Pembagian tipe Parenting style
Baumrind (1991) membagi tipe parenting style (gaya pengasuhan) menjadi tiga bagian, yakni tipe authoritarian, authoritative, dan permissive. Ketiga tipe ini dibagi berdasarkan tingkat tuntutan dan responsif (Baumrind, 1967).
Orang tua dengan gaya pengasuhan authoritarian cenderung menuntut dan mengarahkan, tetapi tidak responsif. Mereka taat dan berorientasi pada status dan mengharapkan perintah mereka ditaati dengan penjelasan. Mereka menyediakan lingkungan yang tertib, dan serangkaian peraturan yang jelas, dan memantau kegiatan anak-anak mereka dengan cermat (Baumrind, 1991). Orang tua yang otoriter juga lebih kecil kemungkinannya untuk menggunakan metode persuasi yang lebih lembut, itu berarti bahwa mereka cenderung rendah dalam kasih sayang, pujian, dan penghargaan dengan anak-anak mereka untuk memotivasi anak (Keshavarz & Baharudin, 2009).

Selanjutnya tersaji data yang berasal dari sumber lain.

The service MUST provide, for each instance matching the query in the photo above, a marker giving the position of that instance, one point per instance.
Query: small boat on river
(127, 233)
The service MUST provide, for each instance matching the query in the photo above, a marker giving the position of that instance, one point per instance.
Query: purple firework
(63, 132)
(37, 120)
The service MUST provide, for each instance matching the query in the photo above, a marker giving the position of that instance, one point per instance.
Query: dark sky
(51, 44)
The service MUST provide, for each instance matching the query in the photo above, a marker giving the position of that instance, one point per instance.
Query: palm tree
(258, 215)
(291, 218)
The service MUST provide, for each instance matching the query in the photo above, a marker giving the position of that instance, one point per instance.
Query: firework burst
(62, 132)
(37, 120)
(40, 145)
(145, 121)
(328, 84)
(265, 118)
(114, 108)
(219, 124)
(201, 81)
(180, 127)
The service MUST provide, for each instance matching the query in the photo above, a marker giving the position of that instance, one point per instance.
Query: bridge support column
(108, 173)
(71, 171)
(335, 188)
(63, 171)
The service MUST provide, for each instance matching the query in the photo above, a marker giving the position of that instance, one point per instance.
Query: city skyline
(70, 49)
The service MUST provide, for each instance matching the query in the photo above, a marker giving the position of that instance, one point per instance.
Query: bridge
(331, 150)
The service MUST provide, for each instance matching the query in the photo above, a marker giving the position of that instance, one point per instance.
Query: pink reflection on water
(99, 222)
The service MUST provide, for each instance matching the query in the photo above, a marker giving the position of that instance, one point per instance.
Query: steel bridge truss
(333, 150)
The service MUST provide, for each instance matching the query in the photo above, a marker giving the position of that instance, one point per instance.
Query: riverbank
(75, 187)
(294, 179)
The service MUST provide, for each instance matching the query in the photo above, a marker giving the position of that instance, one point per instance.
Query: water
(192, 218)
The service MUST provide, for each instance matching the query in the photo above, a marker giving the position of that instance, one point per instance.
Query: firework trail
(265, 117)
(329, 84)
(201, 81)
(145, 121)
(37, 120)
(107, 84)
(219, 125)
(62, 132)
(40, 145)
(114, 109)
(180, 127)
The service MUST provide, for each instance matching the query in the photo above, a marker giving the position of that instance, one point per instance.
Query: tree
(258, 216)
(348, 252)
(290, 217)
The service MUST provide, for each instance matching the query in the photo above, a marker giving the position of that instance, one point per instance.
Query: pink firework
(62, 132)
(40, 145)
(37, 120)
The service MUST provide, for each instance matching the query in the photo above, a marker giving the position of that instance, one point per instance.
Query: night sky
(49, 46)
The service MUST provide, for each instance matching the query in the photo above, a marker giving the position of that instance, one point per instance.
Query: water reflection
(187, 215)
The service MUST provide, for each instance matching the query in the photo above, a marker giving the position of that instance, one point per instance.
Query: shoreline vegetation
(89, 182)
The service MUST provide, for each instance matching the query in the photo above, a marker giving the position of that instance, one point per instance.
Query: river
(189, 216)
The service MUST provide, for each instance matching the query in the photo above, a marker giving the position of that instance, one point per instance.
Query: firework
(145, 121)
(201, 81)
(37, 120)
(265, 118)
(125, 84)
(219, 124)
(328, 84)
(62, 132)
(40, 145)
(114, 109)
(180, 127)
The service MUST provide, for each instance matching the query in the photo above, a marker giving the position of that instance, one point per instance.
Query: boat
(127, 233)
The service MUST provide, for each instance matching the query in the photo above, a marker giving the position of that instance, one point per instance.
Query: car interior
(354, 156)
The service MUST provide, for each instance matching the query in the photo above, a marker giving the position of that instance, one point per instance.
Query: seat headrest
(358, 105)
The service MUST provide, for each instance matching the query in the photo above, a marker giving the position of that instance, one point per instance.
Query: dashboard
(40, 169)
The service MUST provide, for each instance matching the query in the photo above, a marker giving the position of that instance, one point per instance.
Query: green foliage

Berbeda dengan pola asuh authoritarian, orang tua dengan gaya pengasuhan authoritative cenderung menuntut dan responsif. Mereka memantau dan memengaruhi standar yang jelas untuk perilaku anak-anak mereka. Mereka asertif, tetapi tidak mengganggu atau membatasi. Metode disipliner mereka lebih mendukung daripada menghukum. Mereka ingin anak-anak mereka bersikap tegas, bertanggung jawab secara sosial, dan mandiri serta kooperatif (Baumrind, 1991). Orang tua dengan gaya pengasuhan authoritative paling efektif dalam memupuk tanggung jawab sosial, rasa harga diri, kepercayaan diri dan kemampuan beradaptasi pada anak-anak mereka untuk memenuhi tantangan konteks akademik dan lainnya di mana keyakinan kuat dalam kemampuan seseorang diperlukan (Keshavarz & Baharudin, 2009).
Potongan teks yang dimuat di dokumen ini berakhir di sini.